Tezin Türü: Yüksek Lisans
Tezin Yürütüldüğü Kurum: Orta Doğu Teknik Üniversitesi, Türkiye
Tezin Onay Tarihi: 2003
Tezin Dili: İngilizce
Öğrenci: Umut Özge
Eş Danışman: HÜSEYİN CEM BOZŞAHİN, Hüseyin Bozşahin
Özet:Languages differ in the means they avail themselves of for the structural realization of information structure, where available options are word order,prosody and morphology. Turkish has long been characterized as predominantly using word order and its variation in realizing information structure, where certain positions in a sentence are associated with certain pragmatic functions related to information structure. Prosody has been proposed to play only a secondary role interacting with word order. Contrary to this widely established view, the thesis argues that the notion that sentential positions have pragmatic functions and word order variation is a syntactic means to realize these functions can be abandoned, without any loss of explanatory power, in favor of a tune-based perspective where prosody is the sole structural determinant of information structure. In this setting word order variations are argued to be prosodically motivated, in that Turkish phonology imposes some precedence constraints on intonational contours.
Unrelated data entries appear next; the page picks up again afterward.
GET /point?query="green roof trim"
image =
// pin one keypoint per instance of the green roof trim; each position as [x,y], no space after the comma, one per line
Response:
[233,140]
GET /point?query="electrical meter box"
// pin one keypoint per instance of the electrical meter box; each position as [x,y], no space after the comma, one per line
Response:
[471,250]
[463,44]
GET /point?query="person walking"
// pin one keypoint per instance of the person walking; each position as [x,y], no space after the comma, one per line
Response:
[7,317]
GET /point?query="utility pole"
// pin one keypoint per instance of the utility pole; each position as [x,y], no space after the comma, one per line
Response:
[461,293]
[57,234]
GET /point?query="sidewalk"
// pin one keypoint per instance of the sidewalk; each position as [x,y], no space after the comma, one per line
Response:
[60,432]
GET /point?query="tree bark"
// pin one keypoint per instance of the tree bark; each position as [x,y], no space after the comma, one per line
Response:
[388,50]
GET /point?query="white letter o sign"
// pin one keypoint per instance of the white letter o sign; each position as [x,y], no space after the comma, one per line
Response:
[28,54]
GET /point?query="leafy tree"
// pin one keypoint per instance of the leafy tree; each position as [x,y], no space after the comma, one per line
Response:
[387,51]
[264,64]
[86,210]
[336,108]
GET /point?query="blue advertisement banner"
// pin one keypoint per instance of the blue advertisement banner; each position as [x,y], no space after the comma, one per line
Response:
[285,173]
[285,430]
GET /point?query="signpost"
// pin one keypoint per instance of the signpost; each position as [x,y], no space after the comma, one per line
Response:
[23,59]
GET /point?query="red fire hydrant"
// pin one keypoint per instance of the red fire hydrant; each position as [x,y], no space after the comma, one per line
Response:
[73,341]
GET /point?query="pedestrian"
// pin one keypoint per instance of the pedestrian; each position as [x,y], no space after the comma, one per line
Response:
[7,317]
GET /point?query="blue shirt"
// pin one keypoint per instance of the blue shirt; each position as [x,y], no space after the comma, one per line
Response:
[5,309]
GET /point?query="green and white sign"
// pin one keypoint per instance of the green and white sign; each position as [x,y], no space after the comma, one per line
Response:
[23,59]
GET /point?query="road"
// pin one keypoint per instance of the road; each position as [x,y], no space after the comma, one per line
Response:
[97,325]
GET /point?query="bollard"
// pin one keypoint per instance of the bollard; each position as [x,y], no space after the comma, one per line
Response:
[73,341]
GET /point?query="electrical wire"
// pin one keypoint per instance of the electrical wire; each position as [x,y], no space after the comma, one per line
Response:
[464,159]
Word order variation then turns out to be just a consequence as opposed to being a determinant in attaining the right information structure required by the discourse context. To substantiate these claims a tune-based account, based on Steedman's account of English information structure, is proposed for the structural realization of information structure in Turkish, whereby information structural units are directly associated with prosodic phrases intonationally marked in certain ways. Validity of the account is tried to be established by intonational analysis of recorded speech data. As for the explanatory value, the information structure phenomena that has received positional explanation in the relevant literature, are tried to be captured only in prosodic terms, without committing to positions, syntactic strategies and such.